At the root of all behavior is some desire or need to move away from aversive stimuli, and toward pleasurable stimuli.
Said otherwise, as humans, we prefer to avoid things, people, events, and conditions that aren't enjoyable, and we prefer those things, people, events, and conditions that we do find enjoyable.
Seems obvious, right? That's because it is. What isn't as obvious is the fear that underlies particular behavior.
As humans, we often fear:
- Being judged
- Outcomes we can't avoid
- The unknown
- Our ability
- Results we are unsure of
- Each other
The list goes on.
Our fear is often linked to behaviors that can be, to others and ourselves, troubling, annoying, frustrating, hurtful, or nonsensical. Here are a few examples:
Avoiding: Humans avoid in all types of ways. We avoid each other, we avoid the things we know we need to do in order to live a healthy & fulfilled life, we avoid our own feelings, and we avoid difficult conversations.
A recent example in my practice comes to mind in which a mother avoided taking her young child to the Neurologist for an evaluation in fear of the outcome.
We avoid paying bills, canceling subscriptions, and similar tasks related to financially responsible adulthood. In our avoidance of these things, we face the consequences such as late payment fees, wasted money- all adding shame to the load we likely carry.
We avoid our feelings, asking for help, and investing in coaching- things that if we otherwise took time to explore, ones life would greatly improve having done so. The excuses we make are never-ending. As an example, the most common excuses I hear are financial excuses, time constraints, and the inevitable, "I have to talk to my spouse first".
*I'd like to highlight as an aside that I am indeed aware financial constraints are very relevant for many people. Given this, I offer scholarships to many individuals based on financial need.*
For many others, this is only but an excuse. Afraid of what we might find if we dig deep into our own psyche, the excuses we make to avoid understanding who we are better and why we do what we do is deeply tied to fear. Fear that presents us with a harsh but liberating truth, "Have I been the one in my own way of living a satisfying and fulfilling life this entire time?".
"Ghosting": A common behavior many are familiar with, especially the younger generation. That is, showing interest in a romantic partner and then, for whatever reason ignoring them, ultimately never to be heard or seen from again. Rather than communicating that one may not be interested in an individual or no longer wishing to continue seeing them, this behavior is the behavior of choice.
Distracting: Humans should be considered professional distractors. In many ways, distracting and avoiding could be thought of as one and the same. Distracting looks like engaging in some other behavior, as opposed to the one we know we should be engaging in during that moment.
We distract ourselves from getting tasks done by cleaning, calling someone, running errands- all the while convincing ourselves those things are equally important. Yet, as we know, humans make decisions based on emotion, and later, we reason those decisions with logic. We distract ourselves from turning inward and facing our feelings, your internal world.

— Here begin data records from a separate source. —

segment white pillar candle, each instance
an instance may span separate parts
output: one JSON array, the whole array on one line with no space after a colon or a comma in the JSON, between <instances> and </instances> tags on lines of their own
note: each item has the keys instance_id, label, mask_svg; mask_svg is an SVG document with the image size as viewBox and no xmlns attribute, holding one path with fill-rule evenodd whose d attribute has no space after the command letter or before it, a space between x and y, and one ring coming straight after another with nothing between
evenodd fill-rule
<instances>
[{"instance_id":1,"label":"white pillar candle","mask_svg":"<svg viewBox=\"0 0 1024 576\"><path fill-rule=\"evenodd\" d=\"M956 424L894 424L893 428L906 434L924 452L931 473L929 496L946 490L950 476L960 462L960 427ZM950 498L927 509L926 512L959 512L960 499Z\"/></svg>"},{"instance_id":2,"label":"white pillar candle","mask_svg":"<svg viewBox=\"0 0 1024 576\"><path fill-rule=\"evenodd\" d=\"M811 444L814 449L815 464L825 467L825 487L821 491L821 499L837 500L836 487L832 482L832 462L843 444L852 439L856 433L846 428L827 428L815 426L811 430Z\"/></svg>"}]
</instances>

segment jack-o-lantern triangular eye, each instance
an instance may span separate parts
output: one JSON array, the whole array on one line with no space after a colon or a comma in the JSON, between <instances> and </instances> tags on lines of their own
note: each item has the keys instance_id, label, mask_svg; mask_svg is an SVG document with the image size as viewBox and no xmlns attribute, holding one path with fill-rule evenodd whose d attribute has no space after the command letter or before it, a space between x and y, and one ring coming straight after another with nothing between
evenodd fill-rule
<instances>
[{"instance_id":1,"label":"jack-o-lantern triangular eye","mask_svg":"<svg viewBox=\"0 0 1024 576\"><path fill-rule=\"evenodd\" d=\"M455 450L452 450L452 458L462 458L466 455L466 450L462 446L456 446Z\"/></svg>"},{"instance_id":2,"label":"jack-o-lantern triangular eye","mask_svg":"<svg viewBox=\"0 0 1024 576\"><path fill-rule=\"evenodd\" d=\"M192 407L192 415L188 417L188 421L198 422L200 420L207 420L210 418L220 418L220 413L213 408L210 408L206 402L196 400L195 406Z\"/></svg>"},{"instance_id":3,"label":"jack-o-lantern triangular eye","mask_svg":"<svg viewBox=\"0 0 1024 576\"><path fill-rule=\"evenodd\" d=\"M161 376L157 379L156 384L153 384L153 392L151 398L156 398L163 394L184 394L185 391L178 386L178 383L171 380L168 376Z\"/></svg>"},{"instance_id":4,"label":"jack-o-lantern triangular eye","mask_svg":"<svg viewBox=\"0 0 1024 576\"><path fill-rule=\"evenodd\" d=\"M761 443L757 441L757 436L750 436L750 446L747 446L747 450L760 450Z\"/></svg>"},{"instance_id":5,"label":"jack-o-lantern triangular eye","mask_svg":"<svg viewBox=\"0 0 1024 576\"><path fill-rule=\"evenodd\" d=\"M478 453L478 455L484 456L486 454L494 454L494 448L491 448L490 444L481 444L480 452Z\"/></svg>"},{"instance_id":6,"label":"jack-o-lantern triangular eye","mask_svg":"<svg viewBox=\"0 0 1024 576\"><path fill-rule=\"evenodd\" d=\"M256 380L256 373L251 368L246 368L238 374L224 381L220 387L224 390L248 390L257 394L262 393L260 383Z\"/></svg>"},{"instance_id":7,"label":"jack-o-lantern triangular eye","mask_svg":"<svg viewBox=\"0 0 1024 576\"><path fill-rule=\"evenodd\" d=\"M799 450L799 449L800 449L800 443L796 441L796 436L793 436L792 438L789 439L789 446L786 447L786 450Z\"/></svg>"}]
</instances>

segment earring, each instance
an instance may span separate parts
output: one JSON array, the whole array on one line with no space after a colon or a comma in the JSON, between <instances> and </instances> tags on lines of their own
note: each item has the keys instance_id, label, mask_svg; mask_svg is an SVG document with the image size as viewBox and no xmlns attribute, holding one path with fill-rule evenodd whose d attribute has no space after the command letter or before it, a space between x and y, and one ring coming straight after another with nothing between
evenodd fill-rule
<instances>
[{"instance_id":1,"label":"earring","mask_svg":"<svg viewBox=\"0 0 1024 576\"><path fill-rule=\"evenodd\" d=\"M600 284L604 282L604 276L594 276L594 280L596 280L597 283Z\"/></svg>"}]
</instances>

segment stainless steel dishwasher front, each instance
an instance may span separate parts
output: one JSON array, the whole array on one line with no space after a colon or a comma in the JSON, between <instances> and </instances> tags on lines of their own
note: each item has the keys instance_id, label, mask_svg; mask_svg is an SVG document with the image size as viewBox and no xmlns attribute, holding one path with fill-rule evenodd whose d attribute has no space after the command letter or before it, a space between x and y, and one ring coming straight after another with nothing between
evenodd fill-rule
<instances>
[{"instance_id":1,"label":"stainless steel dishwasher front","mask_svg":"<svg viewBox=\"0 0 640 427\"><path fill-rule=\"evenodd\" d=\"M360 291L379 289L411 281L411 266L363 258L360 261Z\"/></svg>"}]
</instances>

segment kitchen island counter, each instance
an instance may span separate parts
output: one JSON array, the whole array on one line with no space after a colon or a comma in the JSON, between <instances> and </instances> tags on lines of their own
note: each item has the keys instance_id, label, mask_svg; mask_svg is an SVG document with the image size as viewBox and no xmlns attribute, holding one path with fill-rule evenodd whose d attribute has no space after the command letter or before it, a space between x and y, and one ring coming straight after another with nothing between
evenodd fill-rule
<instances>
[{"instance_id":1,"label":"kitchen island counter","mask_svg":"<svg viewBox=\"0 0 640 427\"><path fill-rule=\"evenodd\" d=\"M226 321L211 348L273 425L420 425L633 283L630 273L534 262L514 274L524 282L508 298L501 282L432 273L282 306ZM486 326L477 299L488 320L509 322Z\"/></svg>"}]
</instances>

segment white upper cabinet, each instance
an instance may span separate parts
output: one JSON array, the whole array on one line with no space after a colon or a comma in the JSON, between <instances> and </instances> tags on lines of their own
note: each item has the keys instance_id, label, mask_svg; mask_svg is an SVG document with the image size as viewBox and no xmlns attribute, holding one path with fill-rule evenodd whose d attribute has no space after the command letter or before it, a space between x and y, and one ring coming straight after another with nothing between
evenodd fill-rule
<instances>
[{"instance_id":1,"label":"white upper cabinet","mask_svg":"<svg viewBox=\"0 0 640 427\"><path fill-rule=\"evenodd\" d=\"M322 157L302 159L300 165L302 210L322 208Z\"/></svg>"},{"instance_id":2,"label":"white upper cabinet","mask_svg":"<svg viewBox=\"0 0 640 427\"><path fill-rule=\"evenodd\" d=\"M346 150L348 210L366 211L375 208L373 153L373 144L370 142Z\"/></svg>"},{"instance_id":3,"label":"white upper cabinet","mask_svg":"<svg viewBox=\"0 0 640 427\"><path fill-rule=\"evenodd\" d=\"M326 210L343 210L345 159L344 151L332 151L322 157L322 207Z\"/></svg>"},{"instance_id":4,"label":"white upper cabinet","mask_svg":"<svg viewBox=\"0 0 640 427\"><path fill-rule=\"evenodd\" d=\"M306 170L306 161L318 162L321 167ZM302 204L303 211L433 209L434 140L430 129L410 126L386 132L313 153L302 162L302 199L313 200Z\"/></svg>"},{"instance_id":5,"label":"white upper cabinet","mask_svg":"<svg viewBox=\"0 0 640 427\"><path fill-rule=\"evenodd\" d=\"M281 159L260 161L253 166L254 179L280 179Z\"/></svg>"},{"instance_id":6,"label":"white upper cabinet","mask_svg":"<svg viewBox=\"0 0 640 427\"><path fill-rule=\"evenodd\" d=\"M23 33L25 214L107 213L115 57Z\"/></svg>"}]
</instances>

In doing so, moving further away from self-understanding and closer to disconnection, drug addiction, isolation, and dullness.
Further, we say hurtful things to others (and ourselves), we lash out rather than communicating our internal experience in a way proportionate to the situation, we overwork and dedicate our lives to a career lacking connection and satisfaction. All of these behaviors, in some way, can be attributed to fear.
It should be made clear that this isn't always the case- the behaviors mentioned throughout this article could be maintained by some variable other than fear yet, it is my understanding from my professional experience, a deep dive into the research, and my personal experience that often times- an element of fear is involved, even if its presence is small.
What if we gave fear a seat at the table? What if running and turning away from fear, we welcome it the way we do more pleasurable emotions? In doing so, we accept rather than resist. We use fear as information rather than an arbitrary experience we're determined to outrun. It's not so much fear that is the difficult part- it is our relationship to fear.
Yet, fear will always be there- this, I can assure you, and because it's here for the long haul, it seems a better use of our energy and time to welcome it, maybe not as a long-term guest in the house that is our mind but, a guest just like any other; A guest we allow to come in through the front door and out through the back door- a guest we don't allow to stay for coffee. In this approach to fear, we treat it as any other emotion, and because of that, we have a better ability to manage how we choose to relate to fear, as opposed to fear choosing how it will dictate our life.